Opposition Leader John Pesutto said he would delay a shadow cabinet reshuffle until the government’s leader and ministry had become clear.

“I’d like to begin this afternoon by acknowledging a long period of service that Daniel Andrews has given to the Victorian Parliament and the Victorian people,” Pesutto said.

“I do take this opportunity to wish Mr Andrews well with his family and all that he does in the future. But at a time like this, it’s also important to face the facts. And the facts are that Premier Daniel Andrews is standing down today because things have fallen apart.

“We’ve seen it day after day, one crisis after another. The legacy that Daniel Andrews leaves is a state that is broke. Victoria is broke.”

Andrews declined to comment on his legacy on Tuesday and said he had no time for regrets.

“Legacy is for other people to determine … I’m not in this for those reasons, and that’s what leadership’s about,” he said.

“I’m not a regretful person, I don’t look back. I’ve always been, I’d like to think, I’ve always been focused on the future.”

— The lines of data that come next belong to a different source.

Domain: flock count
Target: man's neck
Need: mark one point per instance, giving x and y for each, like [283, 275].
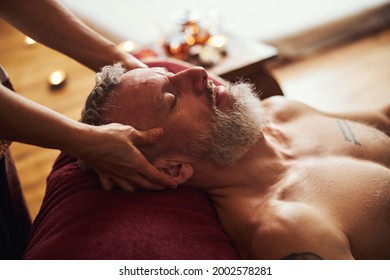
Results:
[257, 170]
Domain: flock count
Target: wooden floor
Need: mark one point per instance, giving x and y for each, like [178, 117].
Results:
[355, 75]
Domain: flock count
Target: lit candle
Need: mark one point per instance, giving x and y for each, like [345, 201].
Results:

He said he thought he was done with the public sector, but expected to stay in Melbourne.

“In terms of what I’m going to do next, I’m going to have a bit of time off. I’m going to spend some time with Cath and the kids, I’m going to play a bit of golf, read literally the pile of books that’s sitting in the corner that hasn’t been read,” Andrews said.

“I’m going to go through what will be a fairly challenging adjustment period I think.”

In one of his final days as premier, Andrews took a solo ride on the Metro Tunnel and got out at every station in what he described as a highlight of his leadership.